Os ganhos: detecção, tratamento e prevenção
As melhores taxas de sobrevivência são em grande parte atribuídas a três factores principais: melhores métodos de detecção precoce, tratamentos mais eficazes e taxas decrescentes de tabagismo. Os avanços na compreensão do genoma do cancro levaram ao desenvolvimento de terapias específicas, permitindo aos médicos tratar certos cancros com mais precisão.
Especificamente, o relatório destaca melhorias dramáticas na sobrevivência de cancros anteriormente letais. As taxas de sobrevivência em cinco anos para o mieloma quase duplicaram (de 32% para 62%) desde a década de 1990, enquanto a sobrevivência do cancro do fígado mais do que triplicou (de 7% para 22%). Estes ganhos demonstram o impacto tangível de décadas de investigação sobre o cancro, transformando diagnósticos anteriormente fatais em condições crónicas controláveis.
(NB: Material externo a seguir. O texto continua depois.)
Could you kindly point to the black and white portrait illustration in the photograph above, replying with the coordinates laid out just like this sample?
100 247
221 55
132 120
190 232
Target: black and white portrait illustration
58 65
O desafio contínuo: aumento da incidência e cortes de financiamento
Apesar da tendência positiva, o relatório da ACS prevê que mais de dois milhões de americanos receberão um novo diagnóstico de cancro em 2026, com mais de 625.000 a morrerem devido à doença. O cancro do pulmão continua a ser a forma mais mortal, sendo responsável por mais mortes do que qualquer outro cancro.
Crucialmente, o relatório alerta que o progresso está ameaçado pelos cortes propostos no financiamento federal para a investigação do cancro. O Instituto Nacional do Cancro (NCI) registou uma redução de 31% no financiamento de subvenções apenas nos primeiros três meses de 2025. Se forem sustentados, estes cortes reduzirão inevitavelmente o acesso a medicamentos que salvam vidas e travarão novos avanços numa altura em que a incidência do cancro está a aumentar para muitos tipos comuns.
Uma corrida contra o tempo
O relatório da ACS sublinha que a investigação sobre o cancro não é apenas uma actividade académica; é uma corrida contra o tempo. Décadas de investimento científico traduziram-se em vidas mais longas para muitos, mas o progresso contínuo depende de financiamento sustentado. Sem apoio consistente, o impulso obtido nos últimos anos poderá estagnar, comprometendo futuros avanços e deixando milhões de pessoas vulneráveis.
As actuais taxas de sobrevivência são uma prova do poder da ciência, mas a ameaça iminente de cortes no financiamento serve como um lembrete claro de que a luta contra o cancro está longe de terminar.